The management office can’t just tell you to get out verbally—they have to start by giving you a notice.  The notice will tell you that they are terminating your lease within a certain amount of days or that they simply are not going to renew it.  Management has been writing these notices with misleading language like, “You are hereby required to surrender possession of said premises to the undersigned on that date,” hoping this will scare you to just move out.  Only a court order from a judge can force you to leave.  Before they try and take you to court, you have the right to first an informal and then a formal grievance hearing.
As part of the “One Strike” policy, if alleged criminal or drug activity is the reason for the eviction, the CHA will deny requests for grievance hearings.  With “One Strike,” no criminal conviction is necessary, just an arrest, even if it is a false arrest and even though as Americans we are all supposed to be “innocent until proven guilty.” This is so systematic that police arrest reports now have boxes indicating public housing—yes or no.
Recently, management tried to evict on the basis of allegation alone, without a police investigation, police report or arrest, and still try and deny the grievance process.  Or further, they tried to deny residents the right to be represented in the informal hearings in violation of the Grievance Procedure, manual section XII.C. It reads, “The Head of Household has the right to be represented by counsel or by other persons chosen as the Head of Household’s representative and to have such person make statements on the Head of Household’s behalf.”

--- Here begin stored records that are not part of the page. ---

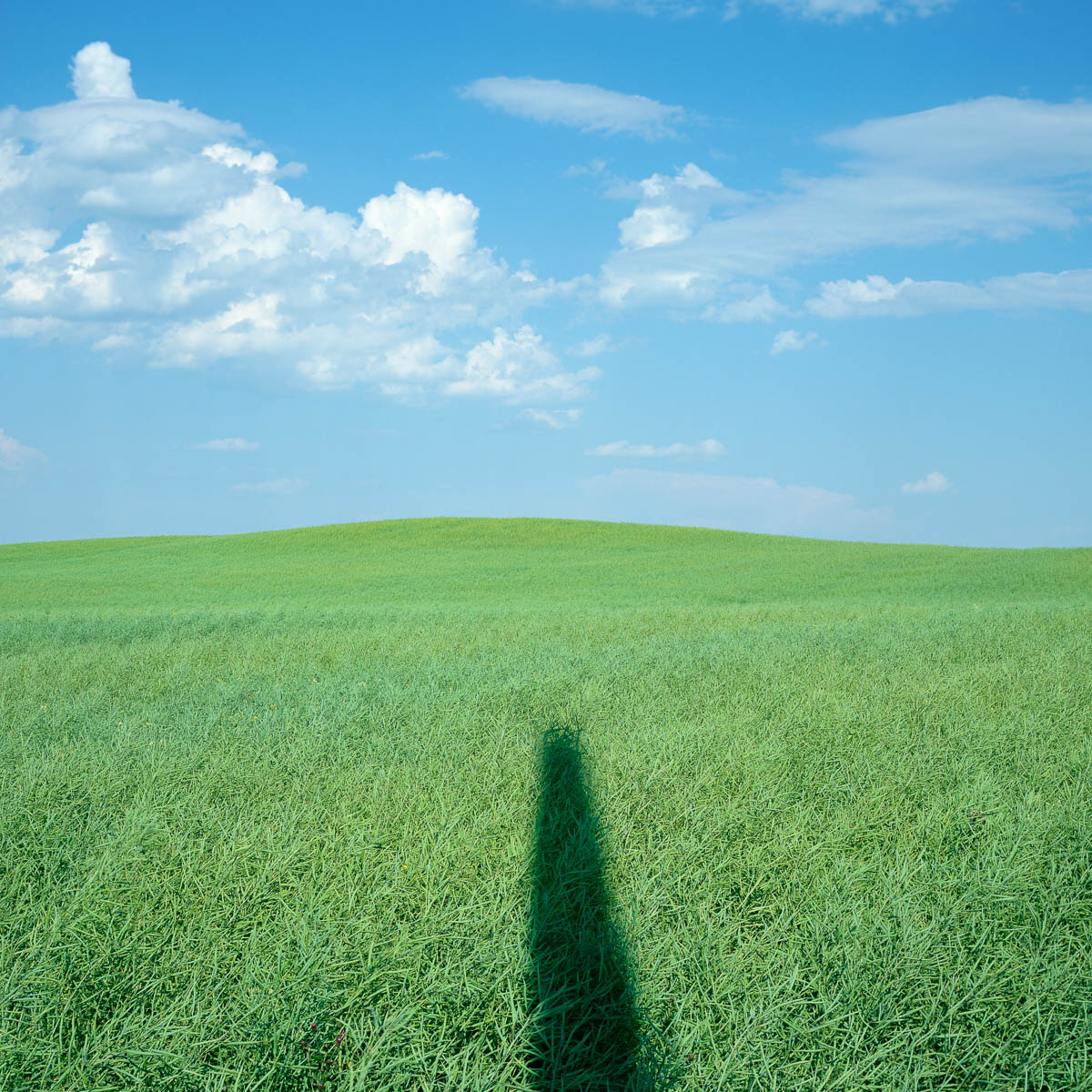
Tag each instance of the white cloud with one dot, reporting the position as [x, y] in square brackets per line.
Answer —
[875, 295]
[934, 481]
[281, 486]
[598, 347]
[157, 233]
[678, 8]
[840, 11]
[582, 106]
[15, 456]
[751, 307]
[792, 341]
[993, 168]
[626, 450]
[742, 503]
[518, 367]
[98, 74]
[234, 443]
[833, 10]
[552, 419]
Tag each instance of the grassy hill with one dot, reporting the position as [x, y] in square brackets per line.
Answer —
[483, 804]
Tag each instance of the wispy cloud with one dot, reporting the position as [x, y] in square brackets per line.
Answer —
[599, 345]
[623, 449]
[1024, 292]
[836, 11]
[723, 500]
[993, 168]
[282, 486]
[15, 456]
[934, 481]
[234, 443]
[581, 106]
[792, 341]
[842, 11]
[552, 419]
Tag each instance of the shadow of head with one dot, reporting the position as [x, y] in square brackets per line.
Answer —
[584, 1033]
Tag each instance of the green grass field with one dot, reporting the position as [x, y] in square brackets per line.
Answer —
[529, 805]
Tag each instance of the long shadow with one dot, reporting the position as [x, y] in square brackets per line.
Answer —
[584, 1033]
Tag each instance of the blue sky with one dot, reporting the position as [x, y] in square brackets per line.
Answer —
[801, 267]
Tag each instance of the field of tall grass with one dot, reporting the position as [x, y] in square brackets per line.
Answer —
[544, 805]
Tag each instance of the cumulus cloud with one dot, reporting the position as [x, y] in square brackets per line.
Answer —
[581, 106]
[934, 481]
[98, 74]
[792, 341]
[552, 419]
[741, 503]
[994, 168]
[284, 487]
[1025, 292]
[625, 449]
[234, 443]
[157, 233]
[15, 456]
[518, 367]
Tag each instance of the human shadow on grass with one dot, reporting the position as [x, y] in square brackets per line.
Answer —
[585, 1033]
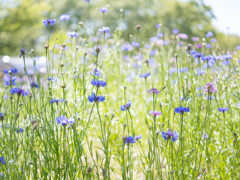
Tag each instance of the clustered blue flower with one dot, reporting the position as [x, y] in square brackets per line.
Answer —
[19, 91]
[182, 110]
[64, 120]
[126, 106]
[170, 135]
[98, 83]
[94, 98]
[49, 22]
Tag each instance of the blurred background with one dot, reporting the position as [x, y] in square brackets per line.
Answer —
[21, 20]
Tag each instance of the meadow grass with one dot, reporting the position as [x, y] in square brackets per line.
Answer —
[59, 129]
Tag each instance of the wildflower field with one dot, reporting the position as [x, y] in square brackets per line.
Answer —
[113, 108]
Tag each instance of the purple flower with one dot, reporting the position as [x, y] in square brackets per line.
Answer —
[20, 130]
[130, 140]
[195, 38]
[49, 22]
[10, 80]
[34, 85]
[2, 160]
[19, 91]
[72, 34]
[155, 113]
[213, 40]
[153, 91]
[209, 34]
[104, 30]
[10, 70]
[182, 110]
[209, 87]
[126, 106]
[22, 52]
[98, 83]
[175, 31]
[64, 17]
[94, 98]
[170, 135]
[56, 101]
[223, 109]
[138, 137]
[158, 26]
[145, 75]
[64, 120]
[104, 10]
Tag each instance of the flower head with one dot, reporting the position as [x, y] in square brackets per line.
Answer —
[104, 30]
[10, 71]
[130, 140]
[49, 22]
[20, 130]
[175, 31]
[72, 34]
[56, 101]
[64, 120]
[22, 52]
[2, 160]
[34, 85]
[145, 75]
[155, 113]
[126, 106]
[181, 110]
[64, 17]
[104, 10]
[223, 109]
[98, 83]
[153, 91]
[209, 88]
[170, 135]
[19, 91]
[138, 137]
[94, 98]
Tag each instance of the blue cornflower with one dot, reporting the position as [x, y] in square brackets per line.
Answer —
[19, 91]
[34, 85]
[10, 80]
[145, 75]
[209, 46]
[104, 10]
[2, 160]
[1, 116]
[49, 22]
[126, 106]
[10, 70]
[20, 130]
[72, 34]
[96, 72]
[170, 135]
[22, 52]
[181, 110]
[138, 137]
[223, 109]
[64, 17]
[104, 30]
[175, 31]
[98, 83]
[213, 40]
[52, 79]
[135, 44]
[130, 140]
[56, 101]
[94, 98]
[64, 120]
[209, 34]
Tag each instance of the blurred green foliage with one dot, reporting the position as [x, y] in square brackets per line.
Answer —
[21, 20]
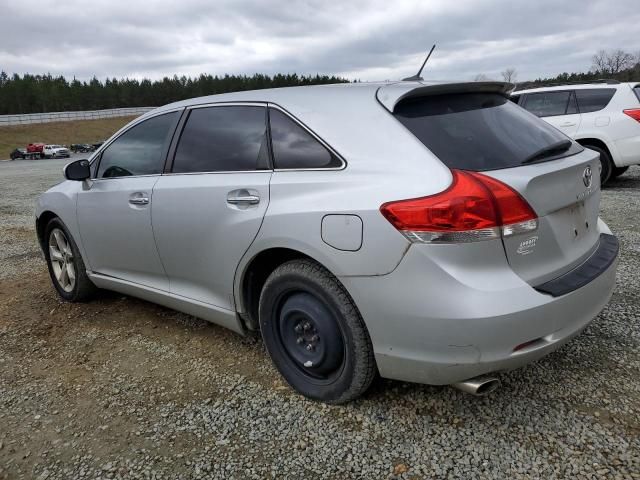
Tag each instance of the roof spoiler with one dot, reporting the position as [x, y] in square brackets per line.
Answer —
[390, 95]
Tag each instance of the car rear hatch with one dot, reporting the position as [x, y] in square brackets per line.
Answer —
[472, 127]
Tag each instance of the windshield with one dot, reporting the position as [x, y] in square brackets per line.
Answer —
[479, 131]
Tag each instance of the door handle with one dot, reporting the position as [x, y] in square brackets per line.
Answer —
[244, 200]
[139, 201]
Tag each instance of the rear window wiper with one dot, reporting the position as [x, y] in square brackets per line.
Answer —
[549, 150]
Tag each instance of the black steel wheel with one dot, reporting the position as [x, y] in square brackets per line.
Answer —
[617, 171]
[314, 333]
[66, 267]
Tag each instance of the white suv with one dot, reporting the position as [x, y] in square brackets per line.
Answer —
[603, 116]
[55, 151]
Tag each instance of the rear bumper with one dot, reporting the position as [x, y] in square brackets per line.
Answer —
[628, 151]
[449, 313]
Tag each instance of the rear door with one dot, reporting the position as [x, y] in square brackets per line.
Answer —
[114, 211]
[559, 108]
[487, 133]
[208, 208]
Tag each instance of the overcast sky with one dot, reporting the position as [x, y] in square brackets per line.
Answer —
[368, 40]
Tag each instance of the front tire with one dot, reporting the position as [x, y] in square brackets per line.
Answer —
[66, 268]
[314, 333]
[606, 164]
[617, 171]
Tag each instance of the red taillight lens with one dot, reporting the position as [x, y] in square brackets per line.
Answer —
[474, 207]
[633, 113]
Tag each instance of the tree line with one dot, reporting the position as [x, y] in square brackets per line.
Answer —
[605, 64]
[47, 93]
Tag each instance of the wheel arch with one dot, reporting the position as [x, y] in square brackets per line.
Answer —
[255, 274]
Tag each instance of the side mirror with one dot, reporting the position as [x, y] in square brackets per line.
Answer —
[78, 170]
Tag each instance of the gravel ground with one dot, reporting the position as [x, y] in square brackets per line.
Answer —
[120, 388]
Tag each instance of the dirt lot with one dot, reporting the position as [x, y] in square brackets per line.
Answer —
[120, 388]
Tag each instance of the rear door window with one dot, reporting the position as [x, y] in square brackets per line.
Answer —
[295, 148]
[594, 99]
[477, 131]
[223, 139]
[547, 104]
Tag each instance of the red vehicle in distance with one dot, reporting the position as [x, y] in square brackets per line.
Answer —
[36, 149]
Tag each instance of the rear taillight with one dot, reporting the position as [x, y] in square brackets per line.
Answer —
[475, 207]
[633, 113]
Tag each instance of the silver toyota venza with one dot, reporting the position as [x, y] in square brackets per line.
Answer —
[426, 232]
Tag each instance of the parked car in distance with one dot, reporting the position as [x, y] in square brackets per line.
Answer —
[36, 148]
[361, 228]
[18, 153]
[604, 117]
[56, 151]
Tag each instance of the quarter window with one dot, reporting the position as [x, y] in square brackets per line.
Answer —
[594, 99]
[222, 139]
[294, 147]
[138, 151]
[547, 104]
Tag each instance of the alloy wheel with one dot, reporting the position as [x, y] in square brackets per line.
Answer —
[62, 262]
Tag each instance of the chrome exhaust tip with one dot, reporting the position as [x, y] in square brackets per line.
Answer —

If the decision in either one of the grievance hearings is in your favor the eviction ends then and there.  If the decision is not in your favor, they still have to take you to court.  At this point you need a lawyer.  And here lies the problem: CHA residents are too poor to afford a lawyer. So many people are being evicted that legal aid is overwhelmed.  In eviction court you do not have the right to be represented by council as in criminal court.  You can tell the court you are not ready to stand trial because you are looking for an attorney and they may give you a little more time.  However, you do have a constitutional right to a jury trial and if you demand one, it cannot be denied. It will give you much more time to get an attorney.
While it’s good to know the few rights that we still have left, it is now that we must ask ourselves, why are our rights being taken away in the first place?  That question shall be addressed in future editions of the People’s Tribune.